Image: Wiring of DHT22 with ESP8266. The Data line requires a 5k pull-up

 

 

 

Materials Needed

For the sake of simplicity, this project is demonstrated in its most basic form in such that features and materials are kept at a minimum.  Following materials are needed for this project:

  1. DHT22 Temperature Sensor
  2. NodeMCU ESP8266
  3. PC or laptop
  4. Breadboard
  5. Male-to-female jumper cables

 

 

 

ESP8266 Code

First, we start by including the libraries needed for all the functionality. We need the DHT sensor library for ESPx, in order to be able to get temperature and humidity data from the DHT22. This  library can be installed via Arduino IDE library manager.
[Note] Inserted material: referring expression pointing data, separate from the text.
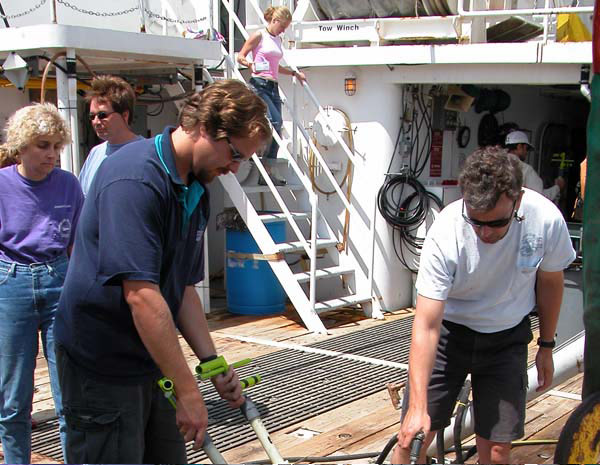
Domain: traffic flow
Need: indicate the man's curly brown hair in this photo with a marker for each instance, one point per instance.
(488, 173)
(226, 108)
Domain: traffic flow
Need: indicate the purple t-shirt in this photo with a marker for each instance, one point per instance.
(37, 218)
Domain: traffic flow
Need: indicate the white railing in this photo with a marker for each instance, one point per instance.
(296, 127)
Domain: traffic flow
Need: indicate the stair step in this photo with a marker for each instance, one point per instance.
(288, 187)
(287, 247)
(324, 273)
(340, 302)
(272, 217)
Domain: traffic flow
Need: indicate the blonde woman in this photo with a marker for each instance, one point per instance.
(39, 208)
(267, 51)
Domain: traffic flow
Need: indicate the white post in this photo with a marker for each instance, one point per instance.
(231, 45)
(62, 100)
(142, 7)
(53, 18)
(72, 109)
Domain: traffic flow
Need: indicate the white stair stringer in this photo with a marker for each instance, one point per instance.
(355, 267)
(281, 269)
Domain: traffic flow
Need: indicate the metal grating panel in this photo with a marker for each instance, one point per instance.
(296, 386)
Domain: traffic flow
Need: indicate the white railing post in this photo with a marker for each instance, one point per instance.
(314, 198)
(53, 18)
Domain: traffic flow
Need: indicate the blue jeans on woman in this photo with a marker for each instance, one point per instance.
(28, 300)
(269, 92)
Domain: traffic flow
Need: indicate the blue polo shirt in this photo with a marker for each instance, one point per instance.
(132, 227)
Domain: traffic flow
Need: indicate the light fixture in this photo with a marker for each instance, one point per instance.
(350, 83)
(15, 70)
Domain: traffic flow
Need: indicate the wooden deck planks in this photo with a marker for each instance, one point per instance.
(361, 426)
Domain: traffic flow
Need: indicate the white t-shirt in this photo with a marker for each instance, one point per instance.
(491, 287)
(94, 159)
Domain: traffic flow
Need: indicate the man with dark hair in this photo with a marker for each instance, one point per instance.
(517, 143)
(130, 285)
(476, 287)
(111, 101)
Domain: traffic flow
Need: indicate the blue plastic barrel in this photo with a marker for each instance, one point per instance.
(252, 287)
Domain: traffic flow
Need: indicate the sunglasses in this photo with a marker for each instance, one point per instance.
(102, 115)
(236, 155)
(490, 224)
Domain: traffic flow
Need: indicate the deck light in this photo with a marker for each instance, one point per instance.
(350, 84)
(15, 70)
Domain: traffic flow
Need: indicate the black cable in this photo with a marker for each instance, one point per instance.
(386, 450)
(463, 402)
(439, 442)
(405, 213)
(335, 458)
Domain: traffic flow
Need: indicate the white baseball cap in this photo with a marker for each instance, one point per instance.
(517, 137)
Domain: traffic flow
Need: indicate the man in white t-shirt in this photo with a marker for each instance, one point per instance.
(518, 144)
(111, 100)
(476, 287)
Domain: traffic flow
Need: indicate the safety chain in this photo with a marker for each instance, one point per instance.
(96, 13)
(151, 14)
(26, 12)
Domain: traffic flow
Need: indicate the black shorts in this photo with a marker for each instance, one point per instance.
(498, 366)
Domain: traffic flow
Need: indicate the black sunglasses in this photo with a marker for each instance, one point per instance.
(490, 224)
(101, 115)
(236, 155)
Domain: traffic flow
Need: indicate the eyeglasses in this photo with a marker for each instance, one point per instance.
(236, 155)
(102, 115)
(491, 224)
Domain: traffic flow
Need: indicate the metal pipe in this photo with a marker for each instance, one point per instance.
(523, 12)
(568, 362)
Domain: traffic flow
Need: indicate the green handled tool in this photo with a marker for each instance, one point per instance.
(217, 366)
(168, 388)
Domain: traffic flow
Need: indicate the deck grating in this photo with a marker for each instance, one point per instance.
(296, 386)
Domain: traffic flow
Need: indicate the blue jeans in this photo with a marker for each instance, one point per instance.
(28, 299)
(269, 92)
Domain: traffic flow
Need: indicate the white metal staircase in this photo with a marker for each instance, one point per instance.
(313, 233)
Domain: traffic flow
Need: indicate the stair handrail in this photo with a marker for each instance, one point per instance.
(309, 91)
(259, 165)
(312, 195)
(305, 134)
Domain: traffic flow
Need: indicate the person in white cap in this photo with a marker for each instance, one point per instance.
(518, 144)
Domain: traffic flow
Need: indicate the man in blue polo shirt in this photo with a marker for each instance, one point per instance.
(130, 285)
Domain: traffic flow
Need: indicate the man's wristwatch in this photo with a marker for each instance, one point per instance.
(547, 344)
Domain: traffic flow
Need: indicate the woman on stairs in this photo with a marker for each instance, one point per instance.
(267, 51)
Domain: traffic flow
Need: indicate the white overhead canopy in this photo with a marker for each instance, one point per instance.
(105, 47)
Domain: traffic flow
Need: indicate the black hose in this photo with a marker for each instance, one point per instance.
(463, 400)
(4, 16)
(333, 458)
(387, 449)
(439, 442)
(401, 212)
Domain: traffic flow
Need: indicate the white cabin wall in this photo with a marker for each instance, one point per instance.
(11, 100)
(181, 9)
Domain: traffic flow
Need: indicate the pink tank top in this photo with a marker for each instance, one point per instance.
(267, 55)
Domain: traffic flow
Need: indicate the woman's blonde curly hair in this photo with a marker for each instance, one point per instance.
(29, 123)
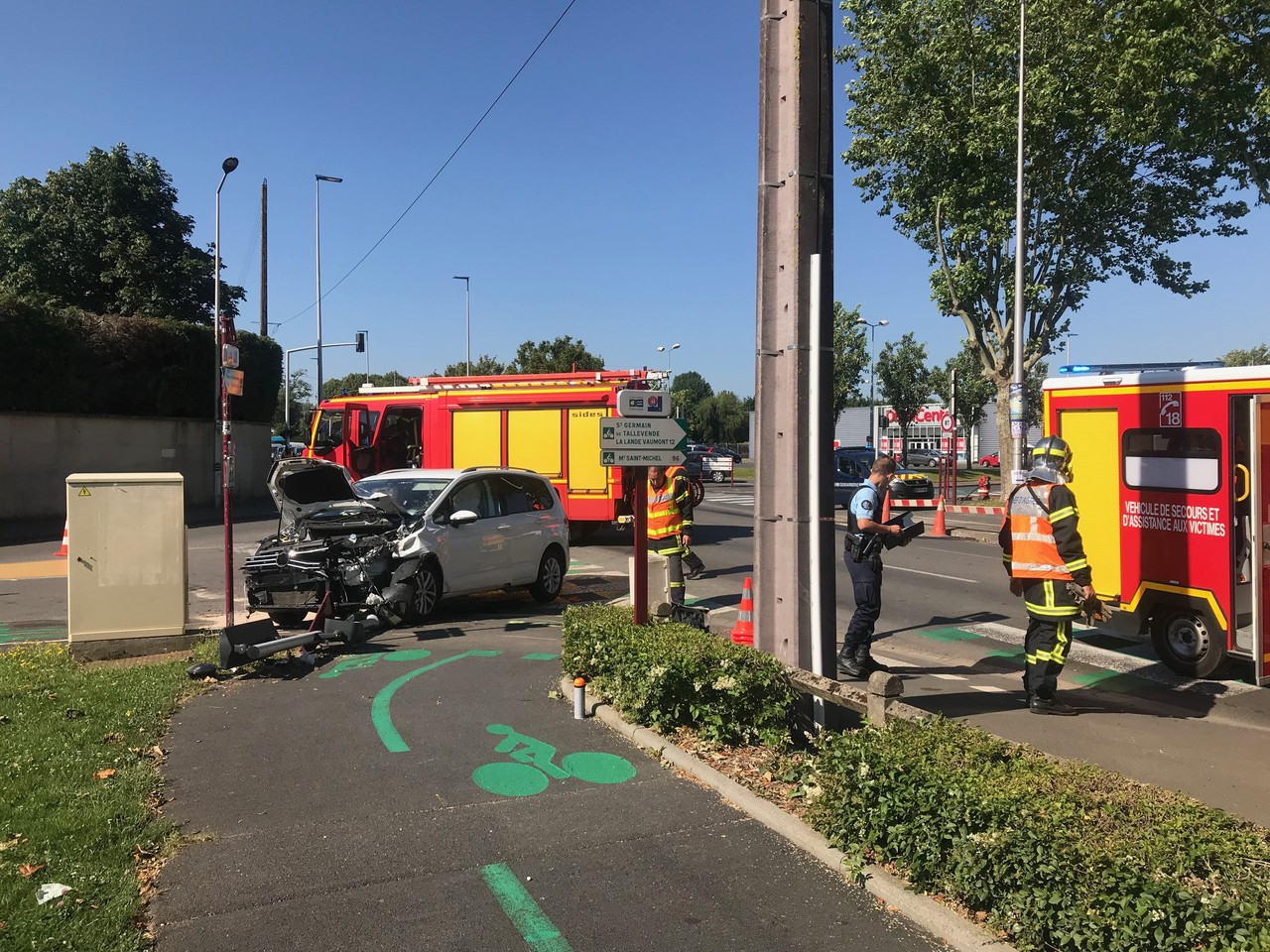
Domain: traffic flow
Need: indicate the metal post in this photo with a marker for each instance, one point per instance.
(318, 180)
(1019, 429)
(226, 168)
(467, 287)
(226, 465)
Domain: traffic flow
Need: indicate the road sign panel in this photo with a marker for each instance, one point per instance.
(643, 403)
(635, 433)
(640, 457)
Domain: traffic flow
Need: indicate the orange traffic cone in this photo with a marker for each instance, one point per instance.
(743, 633)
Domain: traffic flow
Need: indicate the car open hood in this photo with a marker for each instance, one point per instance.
(316, 490)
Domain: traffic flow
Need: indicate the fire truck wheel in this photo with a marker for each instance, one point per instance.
(1185, 643)
(289, 617)
(550, 576)
(427, 593)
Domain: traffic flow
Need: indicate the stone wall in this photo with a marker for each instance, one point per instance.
(40, 451)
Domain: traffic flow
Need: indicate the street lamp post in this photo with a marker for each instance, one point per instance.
(467, 289)
(873, 376)
(226, 168)
(223, 400)
(318, 181)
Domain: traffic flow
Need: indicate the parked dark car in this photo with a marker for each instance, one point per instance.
(925, 457)
(851, 468)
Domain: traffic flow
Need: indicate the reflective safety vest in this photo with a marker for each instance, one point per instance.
(1033, 549)
(663, 512)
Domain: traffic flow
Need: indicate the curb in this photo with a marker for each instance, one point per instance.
(922, 910)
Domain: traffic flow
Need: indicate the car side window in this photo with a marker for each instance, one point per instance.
(474, 495)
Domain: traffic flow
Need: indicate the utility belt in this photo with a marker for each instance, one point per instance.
(860, 546)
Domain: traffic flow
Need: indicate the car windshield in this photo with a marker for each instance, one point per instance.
(414, 494)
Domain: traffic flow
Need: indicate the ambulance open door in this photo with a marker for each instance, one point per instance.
(1260, 485)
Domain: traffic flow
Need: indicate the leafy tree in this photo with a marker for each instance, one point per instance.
(1139, 119)
(561, 356)
(104, 235)
(302, 403)
(1257, 356)
(484, 366)
(849, 357)
(973, 389)
(720, 417)
(905, 382)
(688, 391)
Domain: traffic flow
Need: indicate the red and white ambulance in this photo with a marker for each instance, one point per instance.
(1173, 480)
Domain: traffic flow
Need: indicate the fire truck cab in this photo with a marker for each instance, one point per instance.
(1173, 480)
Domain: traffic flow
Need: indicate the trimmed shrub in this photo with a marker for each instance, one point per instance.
(670, 675)
(1058, 855)
(72, 362)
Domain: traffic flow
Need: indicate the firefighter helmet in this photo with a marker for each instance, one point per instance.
(1052, 460)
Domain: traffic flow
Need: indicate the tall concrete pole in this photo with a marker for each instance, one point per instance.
(264, 258)
(794, 430)
(1019, 393)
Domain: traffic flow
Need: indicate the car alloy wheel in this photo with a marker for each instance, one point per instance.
(550, 579)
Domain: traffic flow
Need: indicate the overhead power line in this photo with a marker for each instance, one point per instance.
(437, 175)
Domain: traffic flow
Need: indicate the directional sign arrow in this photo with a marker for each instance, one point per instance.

Image: Install the required library from the Arduino IDE's library manager

The coding shown here is based on the examples provided in the library, which I encourage you to try.

#include "DHTesp.h"

#ifdef ESP32
#pragma message(THIS EXAMPLE IS FOR ESP8266 ONLY!)
#error Select ESP8266 board.
#endif

DHTesp dht;

void setup()
{
  Serial.begin(115200);
  Serial.println();
  Serial.println("Status\tHumidity (%)\tTemperature (C)");


  // Autodetect is not working reliable, don't use the following line
  // dht.setup(17);
  // use this instead: 
  dht.setup(5, DHTesp::DHT22); // Connect DHT sensor to GPIO 5
}

void loop()
{
  delay(2000);

  float humidity = dht.getHumidity();
  float temperature = dht.getTemperature();

  Serial.print(dht.getStatusString());
  Serial.print("\t");
  Serial.print(humidity, 1);
  Serial.print("\t\t");
  Serial.println(temperature, 1);

}

 

Test the Setup

After uploading the code to the board, open up your serial monitor, set the baud rate to 115200, and you should see something like the following:

 

 

Image: Serial output of temperature and humidity measurements

 

Wrap-Up

We connected the ESP8266 with the DHT22 and added code to read the measurements and output the temperature and humidity via serial communication. This is the most basic configuration and there are plenty other options to add functionalities. From here, you could set up a webserver on your esp8266 that you can visit to check the temperature and humidity, or you could display the results on an LCD or OLED screen. Another option would be to publish this data via MQTT protocol and read it froom multiple subscribers.